Nevertheless, this improved balance in performance suggests that the proposed strategy holds promise for supporting clinicians in the early identification and management of high-risk patients, ultimately contributing to better patient outcomes. Moreover, the results showed the effectiveness of the feature aggregation with our proposed method. The performance of the RF ML method with feature aggregation was better than that of the method without feature aggregation. This indicates that the proposed feature aggregation improved the classification performance. There are two major reasons for this performance improvement: the first is that the feature aggregation improves between informative features more the correlation and could enable the model to use suitable association features during the training stage. Another is that the miss prediction of positive cases is reduced to classify the imbalanced data successfully. This showed that the RF ML method, as a basic prediction model for the proposed model, significantly enhances the classification performance, which is of great interest.

For the clinical feature interpretability, we visually illustrated our proposed method with RFE feature selection by plotting rank of feature by using Gini index (Figures 3 and 4). Our model indicated that the top five significant discrete numerical features were BartheIindexTotalGroup, Activity, BMIGroup, Mobility, and DiagnosticType, respectively.

The single clinically significant feature, PIs before, served as a fundamental indicator of a patient's prior susceptibility to PI. Building upon this, the proposed feature aggregation approach identified the top five discrete features BarthelIndexTotalGroup, Activity, BMIGroup, Mobility, and DiagnosticType each reflecting different facets of a patient's functional status, body composition, and clinical profile. While DiagnosticType is not traditionally considered a direct PI assessment factor, previous studies have suggested its association with PI occurrence.¹⁶ By incorporating these features through probability aggregation, the method was able to reveal how their combined interactions contribute to PI risk.
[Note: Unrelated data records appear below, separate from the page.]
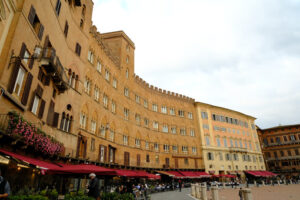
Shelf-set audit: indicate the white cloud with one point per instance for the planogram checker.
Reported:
(243, 55)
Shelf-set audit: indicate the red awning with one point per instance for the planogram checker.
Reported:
(176, 174)
(192, 174)
(82, 169)
(261, 173)
(38, 163)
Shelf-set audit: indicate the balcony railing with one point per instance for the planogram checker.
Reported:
(51, 63)
(237, 149)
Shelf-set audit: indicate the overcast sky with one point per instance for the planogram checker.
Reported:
(240, 54)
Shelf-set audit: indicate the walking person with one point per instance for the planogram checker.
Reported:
(4, 187)
(94, 187)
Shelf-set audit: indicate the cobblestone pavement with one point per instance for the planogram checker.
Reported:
(281, 192)
(173, 195)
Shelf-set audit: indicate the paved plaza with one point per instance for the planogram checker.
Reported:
(282, 192)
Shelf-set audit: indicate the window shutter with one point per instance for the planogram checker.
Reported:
(85, 147)
(31, 62)
(31, 15)
(138, 159)
(42, 108)
(13, 76)
(50, 113)
(22, 51)
(105, 154)
(39, 91)
(41, 32)
(55, 119)
(26, 89)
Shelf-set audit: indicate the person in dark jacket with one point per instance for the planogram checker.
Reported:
(93, 186)
(4, 188)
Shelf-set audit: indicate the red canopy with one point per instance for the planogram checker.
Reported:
(176, 174)
(82, 169)
(38, 163)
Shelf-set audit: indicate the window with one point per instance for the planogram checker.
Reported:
(165, 128)
(113, 106)
(99, 66)
(57, 7)
(154, 107)
(126, 92)
(102, 131)
(90, 56)
(225, 142)
(115, 82)
(181, 113)
(126, 113)
(19, 81)
(111, 135)
(156, 147)
(210, 156)
(35, 105)
(78, 49)
(66, 29)
(145, 103)
(182, 131)
(146, 122)
(96, 93)
(125, 139)
(205, 126)
(87, 85)
(204, 115)
(93, 126)
(137, 143)
(166, 148)
(107, 75)
(175, 148)
(82, 121)
(164, 109)
(220, 155)
(194, 150)
(173, 130)
(172, 111)
(218, 142)
(127, 73)
(155, 125)
(137, 99)
(192, 133)
(93, 144)
(184, 149)
(105, 101)
(35, 22)
(207, 140)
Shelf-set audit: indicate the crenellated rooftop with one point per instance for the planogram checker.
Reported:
(146, 85)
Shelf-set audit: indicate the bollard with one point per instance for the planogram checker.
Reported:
(193, 190)
(247, 194)
(198, 191)
(203, 193)
(215, 193)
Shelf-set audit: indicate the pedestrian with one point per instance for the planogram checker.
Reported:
(4, 187)
(241, 194)
(94, 187)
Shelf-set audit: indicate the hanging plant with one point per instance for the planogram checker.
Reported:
(32, 136)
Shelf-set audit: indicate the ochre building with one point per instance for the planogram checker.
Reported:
(281, 146)
(79, 86)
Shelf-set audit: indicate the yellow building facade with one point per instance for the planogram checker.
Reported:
(79, 86)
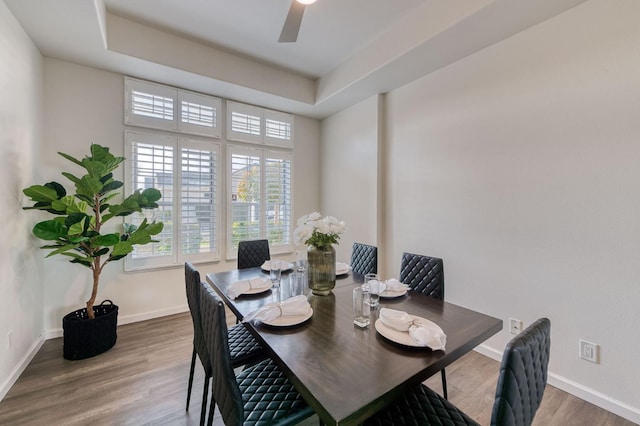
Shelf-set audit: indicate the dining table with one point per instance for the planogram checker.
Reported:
(344, 372)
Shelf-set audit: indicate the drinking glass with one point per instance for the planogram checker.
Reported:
(275, 273)
(372, 285)
(361, 308)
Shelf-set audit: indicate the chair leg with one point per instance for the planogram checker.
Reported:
(191, 371)
(444, 383)
(203, 410)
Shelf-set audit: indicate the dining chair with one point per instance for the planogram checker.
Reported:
(521, 383)
(425, 275)
(258, 395)
(364, 259)
(252, 253)
(244, 348)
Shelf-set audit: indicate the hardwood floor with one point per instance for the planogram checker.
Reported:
(143, 381)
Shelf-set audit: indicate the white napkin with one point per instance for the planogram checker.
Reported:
(241, 287)
(294, 306)
(424, 334)
(393, 284)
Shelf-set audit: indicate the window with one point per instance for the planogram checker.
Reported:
(260, 191)
(247, 123)
(166, 108)
(186, 173)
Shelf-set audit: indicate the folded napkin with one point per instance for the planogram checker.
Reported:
(241, 287)
(421, 332)
(294, 306)
(395, 285)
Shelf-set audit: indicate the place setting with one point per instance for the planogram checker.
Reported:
(287, 313)
(410, 330)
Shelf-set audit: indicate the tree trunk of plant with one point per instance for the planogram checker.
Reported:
(94, 291)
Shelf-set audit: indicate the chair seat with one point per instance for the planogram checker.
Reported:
(421, 406)
(243, 347)
(269, 397)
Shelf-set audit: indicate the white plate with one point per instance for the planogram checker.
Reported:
(284, 265)
(342, 268)
(289, 320)
(388, 294)
(402, 337)
(259, 289)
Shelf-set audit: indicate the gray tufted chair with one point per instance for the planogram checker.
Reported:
(425, 275)
(252, 253)
(260, 394)
(244, 347)
(364, 259)
(523, 377)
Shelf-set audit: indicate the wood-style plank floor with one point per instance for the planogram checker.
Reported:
(143, 381)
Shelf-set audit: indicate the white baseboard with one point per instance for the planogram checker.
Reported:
(580, 391)
(24, 363)
(128, 319)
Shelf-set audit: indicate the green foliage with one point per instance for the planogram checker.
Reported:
(76, 229)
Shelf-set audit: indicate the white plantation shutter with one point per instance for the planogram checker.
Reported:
(186, 173)
(199, 114)
(278, 129)
(244, 122)
(198, 206)
(166, 108)
(260, 188)
(150, 105)
(278, 194)
(245, 193)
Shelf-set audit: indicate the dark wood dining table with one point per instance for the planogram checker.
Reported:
(346, 373)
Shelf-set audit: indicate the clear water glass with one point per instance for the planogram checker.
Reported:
(275, 273)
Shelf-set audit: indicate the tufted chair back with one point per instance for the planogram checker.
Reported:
(523, 376)
(423, 274)
(225, 389)
(364, 259)
(192, 282)
(252, 253)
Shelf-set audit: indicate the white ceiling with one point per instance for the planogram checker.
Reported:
(347, 50)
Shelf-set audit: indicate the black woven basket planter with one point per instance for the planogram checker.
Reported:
(84, 338)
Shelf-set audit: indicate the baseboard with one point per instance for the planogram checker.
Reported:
(580, 391)
(128, 319)
(22, 365)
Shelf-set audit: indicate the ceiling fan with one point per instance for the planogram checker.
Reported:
(291, 25)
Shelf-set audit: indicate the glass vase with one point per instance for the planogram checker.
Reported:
(321, 262)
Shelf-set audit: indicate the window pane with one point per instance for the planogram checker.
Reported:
(199, 115)
(245, 198)
(278, 129)
(278, 201)
(198, 201)
(245, 123)
(149, 105)
(152, 167)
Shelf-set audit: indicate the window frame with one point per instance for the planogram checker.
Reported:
(263, 153)
(177, 256)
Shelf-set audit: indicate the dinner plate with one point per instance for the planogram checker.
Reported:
(388, 294)
(284, 265)
(402, 337)
(258, 290)
(342, 268)
(289, 320)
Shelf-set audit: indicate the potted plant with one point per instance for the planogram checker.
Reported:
(78, 231)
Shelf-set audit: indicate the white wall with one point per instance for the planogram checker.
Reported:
(520, 166)
(349, 163)
(85, 105)
(20, 141)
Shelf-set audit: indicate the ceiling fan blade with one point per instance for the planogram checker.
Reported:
(291, 25)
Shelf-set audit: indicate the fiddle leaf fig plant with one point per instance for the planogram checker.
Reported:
(77, 230)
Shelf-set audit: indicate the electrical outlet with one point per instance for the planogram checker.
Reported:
(515, 326)
(589, 351)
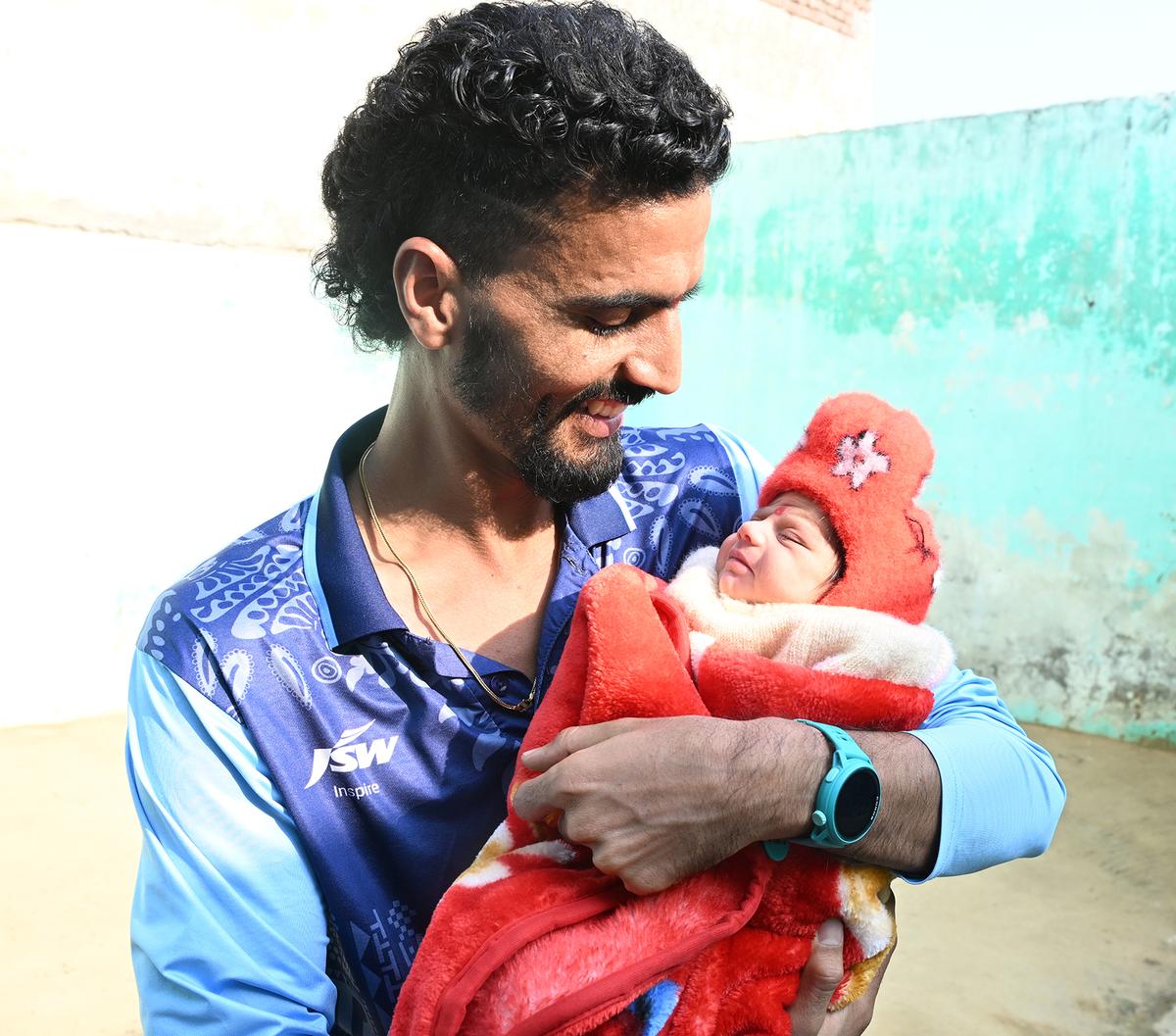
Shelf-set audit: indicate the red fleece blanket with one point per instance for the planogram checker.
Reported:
(533, 940)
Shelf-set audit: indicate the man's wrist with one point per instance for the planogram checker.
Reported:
(786, 763)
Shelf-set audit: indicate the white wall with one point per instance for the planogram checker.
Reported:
(172, 382)
(939, 59)
(160, 399)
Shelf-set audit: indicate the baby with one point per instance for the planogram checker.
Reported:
(808, 611)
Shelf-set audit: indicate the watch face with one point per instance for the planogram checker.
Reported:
(857, 804)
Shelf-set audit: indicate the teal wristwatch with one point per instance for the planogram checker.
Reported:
(847, 799)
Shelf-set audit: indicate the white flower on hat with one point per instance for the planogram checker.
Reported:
(858, 459)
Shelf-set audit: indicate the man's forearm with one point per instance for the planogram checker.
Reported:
(794, 758)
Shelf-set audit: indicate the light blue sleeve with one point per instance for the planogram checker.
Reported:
(227, 927)
(1003, 795)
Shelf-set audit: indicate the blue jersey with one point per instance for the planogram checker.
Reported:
(366, 768)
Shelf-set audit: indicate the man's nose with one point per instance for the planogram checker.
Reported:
(657, 359)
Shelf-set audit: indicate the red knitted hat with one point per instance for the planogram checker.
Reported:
(863, 463)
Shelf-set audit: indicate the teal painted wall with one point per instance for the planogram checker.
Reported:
(1012, 280)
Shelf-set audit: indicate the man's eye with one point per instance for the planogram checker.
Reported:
(612, 321)
(606, 329)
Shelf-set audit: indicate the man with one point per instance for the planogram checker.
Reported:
(323, 716)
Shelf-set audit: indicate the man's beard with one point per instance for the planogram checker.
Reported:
(494, 382)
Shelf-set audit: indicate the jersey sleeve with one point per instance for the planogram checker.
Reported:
(227, 927)
(748, 465)
(1003, 794)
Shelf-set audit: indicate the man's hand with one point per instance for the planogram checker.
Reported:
(809, 1012)
(659, 800)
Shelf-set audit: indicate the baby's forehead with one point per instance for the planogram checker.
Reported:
(793, 504)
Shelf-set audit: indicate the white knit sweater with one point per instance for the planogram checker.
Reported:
(826, 637)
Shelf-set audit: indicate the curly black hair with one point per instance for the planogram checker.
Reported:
(487, 120)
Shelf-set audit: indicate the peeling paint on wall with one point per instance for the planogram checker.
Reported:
(1012, 280)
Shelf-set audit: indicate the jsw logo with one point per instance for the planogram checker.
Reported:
(344, 757)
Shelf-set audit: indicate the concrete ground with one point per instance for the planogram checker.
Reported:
(1080, 942)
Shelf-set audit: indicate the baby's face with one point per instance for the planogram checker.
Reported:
(779, 554)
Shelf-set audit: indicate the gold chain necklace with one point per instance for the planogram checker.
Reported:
(521, 707)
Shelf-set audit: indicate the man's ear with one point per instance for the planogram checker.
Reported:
(428, 289)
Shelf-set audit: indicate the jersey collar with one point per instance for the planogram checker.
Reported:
(338, 567)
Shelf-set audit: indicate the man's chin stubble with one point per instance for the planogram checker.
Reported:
(553, 475)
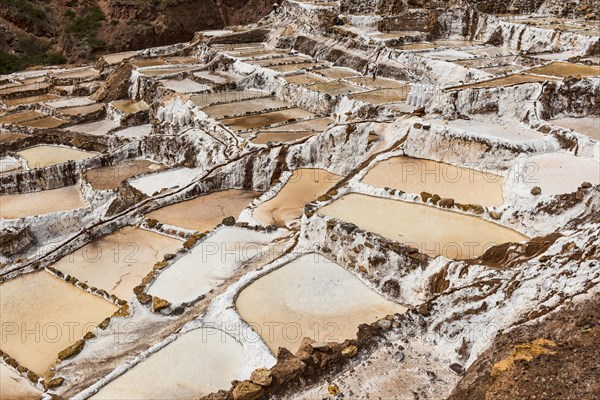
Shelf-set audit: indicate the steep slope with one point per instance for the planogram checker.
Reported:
(36, 32)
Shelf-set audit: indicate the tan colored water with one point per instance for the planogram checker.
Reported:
(46, 315)
(413, 175)
(47, 122)
(9, 137)
(246, 106)
(316, 125)
(29, 100)
(266, 119)
(304, 79)
(206, 99)
(508, 81)
(588, 125)
(433, 231)
(336, 88)
(280, 137)
(311, 297)
(377, 83)
(295, 67)
(46, 155)
(82, 110)
(205, 212)
(20, 117)
(338, 72)
(15, 387)
(304, 186)
(118, 262)
(107, 178)
(39, 203)
(563, 69)
(197, 363)
(131, 106)
(165, 71)
(383, 96)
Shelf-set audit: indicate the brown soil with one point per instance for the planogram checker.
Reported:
(566, 370)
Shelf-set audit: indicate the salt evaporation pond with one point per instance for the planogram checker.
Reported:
(589, 126)
(118, 262)
(205, 212)
(558, 173)
(266, 119)
(60, 312)
(16, 387)
(304, 186)
(111, 177)
(414, 175)
(47, 155)
(431, 230)
(209, 264)
(243, 107)
(154, 183)
(196, 364)
(22, 205)
(311, 297)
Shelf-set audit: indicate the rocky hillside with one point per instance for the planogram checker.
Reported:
(36, 32)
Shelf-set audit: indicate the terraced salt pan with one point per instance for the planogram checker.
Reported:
(9, 136)
(311, 297)
(280, 137)
(304, 79)
(431, 230)
(279, 60)
(82, 110)
(205, 212)
(20, 117)
(15, 387)
(383, 96)
(57, 310)
(70, 102)
(338, 72)
(154, 72)
(563, 69)
(118, 262)
(154, 183)
(336, 88)
(266, 119)
(414, 175)
(46, 155)
(46, 122)
(496, 129)
(206, 99)
(39, 203)
(448, 55)
(558, 173)
(516, 79)
(197, 363)
(295, 67)
(29, 100)
(111, 177)
(246, 106)
(304, 186)
(218, 77)
(184, 86)
(377, 83)
(588, 125)
(209, 264)
(100, 128)
(134, 132)
(130, 106)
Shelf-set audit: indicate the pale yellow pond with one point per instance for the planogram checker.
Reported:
(431, 230)
(311, 297)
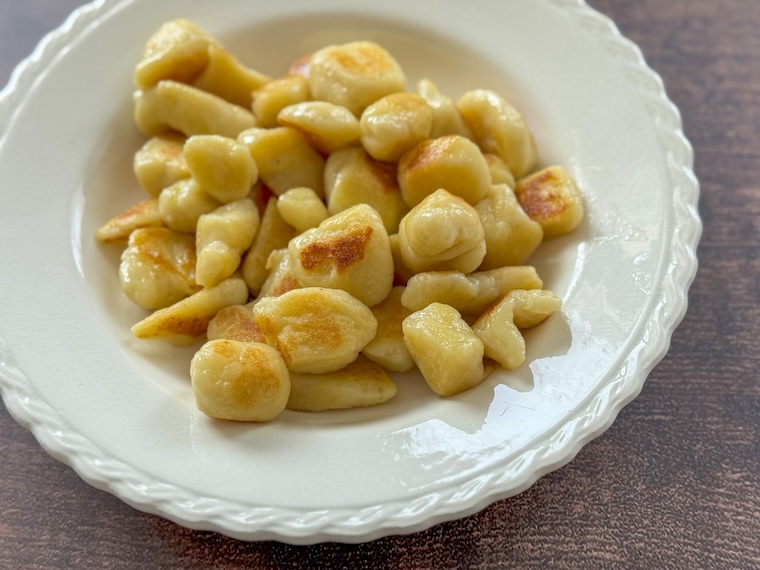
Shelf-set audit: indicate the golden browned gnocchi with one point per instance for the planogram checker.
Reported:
(452, 162)
(243, 381)
(354, 75)
(322, 229)
(158, 267)
(442, 232)
(316, 329)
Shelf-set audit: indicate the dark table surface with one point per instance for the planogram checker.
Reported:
(674, 483)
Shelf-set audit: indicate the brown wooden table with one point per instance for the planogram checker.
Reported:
(675, 483)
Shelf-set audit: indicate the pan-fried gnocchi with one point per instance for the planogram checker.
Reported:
(318, 230)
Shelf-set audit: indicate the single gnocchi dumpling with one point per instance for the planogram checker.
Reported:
(469, 293)
(285, 159)
(158, 267)
(502, 340)
(511, 235)
(144, 214)
(388, 348)
(235, 322)
(442, 232)
(226, 77)
(160, 162)
(353, 177)
(185, 321)
(349, 251)
(221, 166)
(302, 208)
(178, 50)
(221, 238)
(446, 117)
(317, 330)
(240, 381)
(451, 162)
(273, 97)
(183, 203)
(354, 75)
(274, 233)
(531, 308)
(500, 129)
(281, 278)
(446, 350)
(394, 124)
(171, 105)
(327, 127)
(359, 385)
(552, 198)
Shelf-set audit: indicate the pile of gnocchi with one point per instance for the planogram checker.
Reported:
(320, 230)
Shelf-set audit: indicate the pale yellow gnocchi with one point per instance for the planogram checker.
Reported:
(442, 232)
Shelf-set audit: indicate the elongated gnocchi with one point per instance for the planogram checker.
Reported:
(171, 105)
(221, 238)
(186, 321)
(360, 384)
(444, 347)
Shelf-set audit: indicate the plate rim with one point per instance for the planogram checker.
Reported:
(103, 471)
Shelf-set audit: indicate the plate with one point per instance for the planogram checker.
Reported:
(121, 412)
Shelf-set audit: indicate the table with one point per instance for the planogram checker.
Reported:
(674, 483)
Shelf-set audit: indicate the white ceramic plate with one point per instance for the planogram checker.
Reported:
(121, 412)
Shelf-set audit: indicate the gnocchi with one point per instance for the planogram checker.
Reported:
(316, 231)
As illustrated in Figure 4, the resulting combination features provided enhanced insight into underlying risk associations. Notably, PressureInjuryBefore_BMIGroup exhibited a particularly high contribution to PI risk, underscoring how a patient's prior history of PI interacts with their body mass index (BMI) status. Similar patterns emerged from other combination features, such as PressureInjuryBefore_BarthelIndexTotalGroup, PressureInjuryBefore_Mobility, and DiagnosticType_BMIGroup. The consistency in feature importance, observed through both the Gini index and SHAP analyses (Figures 4 and 5), validated the robustness and interpretability of these integrated features. From a clinical perspective, feature aggregation offers a more intuitive and actionable representation of complex data interactions. By providing probability-driven visualizations or dashboards that highlight how these combination features shape a patient's PI risk, clinicians can more readily identify individuals requiring closer monitoring or preventive measures. In this way, the approach not only refines the predictive model's accuracy but also transforms data-driven insights into tangible strategies for improving patient outcomes.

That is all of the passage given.